2. You have a virtual drive program or copy protection on your system that is fucking things up. Fix: use a better one/uninstall the copy protection.
3. You use hibernate often (unlikely to be the problem, from what you wrote). Fix: Google for the registry fix.
4. You have some incompatible drives set up as RAID or enabled them for RAID but didn't create the RAID volume.
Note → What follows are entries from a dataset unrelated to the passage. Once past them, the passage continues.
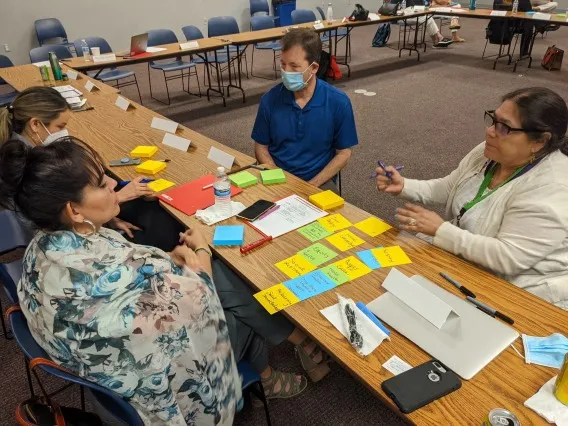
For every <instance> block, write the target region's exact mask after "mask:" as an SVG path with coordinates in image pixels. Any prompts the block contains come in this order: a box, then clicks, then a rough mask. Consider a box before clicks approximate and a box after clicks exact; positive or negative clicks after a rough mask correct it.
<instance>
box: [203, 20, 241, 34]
mask: <svg viewBox="0 0 568 426" xmlns="http://www.w3.org/2000/svg"><path fill="white" fill-rule="evenodd" d="M239 32H240V31H239V24H238V23H237V20H236V19H235V18H233V17H232V16H216V17H214V18H211V19H209V21H208V22H207V34H208V37H219V36H223V35H229V34H238V33H239Z"/></svg>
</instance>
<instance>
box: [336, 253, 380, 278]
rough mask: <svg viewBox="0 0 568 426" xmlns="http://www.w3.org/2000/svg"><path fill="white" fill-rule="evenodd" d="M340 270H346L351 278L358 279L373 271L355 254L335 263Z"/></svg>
mask: <svg viewBox="0 0 568 426" xmlns="http://www.w3.org/2000/svg"><path fill="white" fill-rule="evenodd" d="M334 265H335V266H337V267H338V268H339V270H340V271H342V272H344V273H345V274H346V275H347V276H348V277H349V279H350V280H354V279H357V278H359V277H362V276H363V275H367V274H368V273H370V272H371V269H370V268H369V267H368V266H367V265H365V264H364V263H363V262H361V261H360V260H359V259H357V258H356V257H355V256H349V257H346V258H345V259H343V260H340V261H339V262H335V263H334Z"/></svg>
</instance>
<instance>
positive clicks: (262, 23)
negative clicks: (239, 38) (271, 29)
mask: <svg viewBox="0 0 568 426" xmlns="http://www.w3.org/2000/svg"><path fill="white" fill-rule="evenodd" d="M269 28H274V19H272V17H271V16H268V15H259V16H253V17H252V18H250V29H251V30H252V31H259V30H267V29H269Z"/></svg>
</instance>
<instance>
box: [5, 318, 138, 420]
mask: <svg viewBox="0 0 568 426" xmlns="http://www.w3.org/2000/svg"><path fill="white" fill-rule="evenodd" d="M7 316H8V319H9V321H10V326H11V328H12V333H13V334H14V338H15V339H16V342H17V343H18V346H19V347H20V349H21V350H22V352H24V355H25V356H26V358H28V359H29V360H32V359H35V358H43V359H46V360H50V358H49V355H48V354H47V353H46V352H45V351H44V350H43V349H42V347H41V346H39V345H38V344H37V342H36V341H35V339H34V338H33V336H32V333H31V332H30V329H29V327H28V322H27V321H26V317H25V316H24V314H23V313H22V311H21V310H19V309H13V308H12V309H10V310H8V313H7ZM41 369H42V370H44V371H45V372H47V373H48V374H51V375H53V376H55V377H59V378H61V379H63V380H67V381H68V382H71V383H76V384H78V385H80V386H85V387H87V388H89V389H90V390H91V392H92V394H93V396H94V397H95V398H96V399H97V401H98V402H99V403H100V404H101V405H102V406H103V407H104V408H105V409H106V410H107V411H108V412H110V413H111V414H112V415H113V416H115V417H118V418H120V419H121V420H122V421H124V422H126V424H128V425H134V426H144V423H143V422H142V420H141V419H140V416H139V415H138V412H137V411H136V409H135V408H134V407H133V406H132V405H130V404H129V403H128V402H127V401H125V400H124V399H123V398H122V397H121V396H120V395H118V394H115V393H114V392H112V391H111V390H109V389H107V388H104V387H102V386H99V385H97V384H96V383H93V382H90V381H88V380H85V379H82V378H81V377H79V376H76V375H74V374H72V373H68V372H65V371H62V370H60V369H58V368H55V367H51V366H47V365H42V366H41Z"/></svg>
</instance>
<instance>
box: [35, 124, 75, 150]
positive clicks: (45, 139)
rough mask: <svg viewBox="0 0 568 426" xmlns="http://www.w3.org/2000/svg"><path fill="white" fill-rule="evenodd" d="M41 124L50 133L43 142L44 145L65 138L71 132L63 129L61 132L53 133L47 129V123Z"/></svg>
mask: <svg viewBox="0 0 568 426" xmlns="http://www.w3.org/2000/svg"><path fill="white" fill-rule="evenodd" d="M41 125H42V126H43V128H44V129H45V131H46V132H47V133H48V135H47V137H46V138H45V140H44V141H43V142H42V143H43V144H44V145H49V144H50V143H51V142H55V141H56V140H57V139H59V138H64V137H66V136H69V132H68V131H67V129H63V130H60V131H59V132H55V133H51V132H50V131H49V130H47V127H45V124H43V123H41Z"/></svg>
Fix: disable RAID in the BIOS and remove them from the 'allowed RAID devices list' in the BIOS, or add them to a RAID volume.
 
did you fix your problem
if not paste the following into notepad and save as resetdma.vbs (not resetdma.vbs.txt)


' Visual Basic Script program to reset the DMA status of all ATA drives

' Copyright © 2006 Hans-Georg Michna

' Version 2006-03-14

' Works in Windows XP, probably also in Windows 2000 and NT.
' Does no harm if Windows version is incompatible.

If MsgBox("This program will now reset the DMA status of all ATA drives with Windows drivers." _
& vbNewline & "Windows will redetect the status after the next reboot, therefore this procedure" _
& vbNewline & "should be harmless.", _
vbOkCancel, "Program start message") _
= vbOk Then

RegPath = "HKEY_LOCAL_MACHINE\SYSTEM\CurrentControlSet\Control\Class\{4D36E96A-E325-11CE-BFC1-08002BE10318}\"
ValueName1 = "MasterIdDataChecksum"
ValueName2 = "SlaveIdDataChecksum"
ValueName3 = "ResetErrorCountersOnSuccess"
MessageText = "The following ATA channels have been reset:"
MessageTextLen0 = Len(MessageText)
SubsequentMisses = 0
Set WshShell = WScript.CreateObject("WScript.Shell")

For i = 0 to 999
RegSubPath = Right("000" & i, 4) & "\"

' Master

Err.Clear
On Error Resume Next
WshShell.RegRead RegPath & RegSubPath & ValueName1
e1 = Err.Number
Err.Clear
On Error Goto 0
If e1 = 0 Then
On Error Resume Next
WshShell.RegDelete RegPath & RegSubPath & ValueName1
On Error Goto 0
MessageText = MessageText & vbNewLine & "Master"
End If

' Slave

Err.Clear
On Error Resume Next
WshShell.RegRead RegPath & RegSubPath & ValueName2
e2 = Err.Number
On Error Goto 0
If e2 = 0 Then
On Error Resume Next
WshShell.RegDelete RegPath & RegSubPath & ValueName2
On Error Goto 0
If e1 = 0 Then
MessageText = MessageText & " and "
Else
MessageText = MessageText & vbNewLine
End If
MessageText = MessageText & "Slave"
End If

If e1 = 0 Or e2 = 0 Then
On Error Resume Next
WshShell.RegWrite RegPath & RegSubPath & ValueName3, 1, "REG_DWORD"
On Error Goto 0
ChannelName = "unnamed channel " & Left(RegSubPath, 4)
On Error Resume Next
ChannelName = WshShell.RegRead(RegPath & RegSubPath & "DriverDesc")
On Error Goto 0
MessageText = MessageText & " of " & ChannelName & ";"
SubsequentMisses = 0
Else
SubsequentMisses = SubsequentMisses + 1
If SubsequentMisses >= 32 Then Exit For ' Don't search unnecessarily long.
End If
Next ' i

If Len(MessageText) <= MessageTextLen0 Then
MessageText = "No resettable ATA channels with Windows drivers found. Nothing changed."
Else
MessageText = MessageText & vbNewline _
& "Please reboot now to reset and redetect the DMA status."
End If

MsgBox MessageText, vbOkOnly, "Program finished normally"

End If ' MsgBox(...) = vbOk

' End of Visual Basic Script program
 
I had the same prob a couple days ago. Reinstalling drive and IDE-Controller dint fix it.
Deleting a key in the registry fixed it:

run regedt32

open the Key HKEY_LOCAL_MACHINE\SYSTEM\CurrentControlSet\Control\Class\{4D36E96A-E325-11CE-BFC1-08002BE10318}

You should see a couple subkeys, among them "0001" and "0002". They are for first and second IDE-Port. Open the right Key for your drive and then delete "MasterIdDataCheckSum" if your drive is configured as Master or "SlaveIdDataCheckSum" if its not. A reboot later it should work in DMA Mode.